Software for producing and providing a content server with a database of searchable archives of academic publications (including journals, books and transcribed videos).
The purpose of this project is to produce software to provide a searchable archive of academic publications on the web. The supplied version is based on the requirements for academic publications in the area of Psychoanalysis, but it should be easily generalizable to any academic area. Specifically, this software is designed and developed based on the requirements of Psychoanalytic Electronic Publishing (PEP), a non-profit company, who currently operate www.PEP-Web.org via commercial software to publish journals and books in the subject domain of Psychoanalysis. This project was completely sponsored by PEP.

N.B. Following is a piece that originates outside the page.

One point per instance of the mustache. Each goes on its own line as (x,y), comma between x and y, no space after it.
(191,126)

PEP originally used v1 of the API in this project to provide an API around it's original journal database, which was written by Global Village Publishing and based on DTSearch. When PEP needed to replace that system, we decided to develop and make the content server open source.
While the software that's part of this project is open source, the content any implementation may host does not need to be free or open source. In the case of PEP, the content to be hosted is not, which will drive at least the default configuration described below.
The server is written in Python and based on the Apache Solr full-text search engine, and a MySQL based database, with a RESTful interface. It exposes all functionalty as an API, so that various clients can be written, which may be modules in this project or separate projects.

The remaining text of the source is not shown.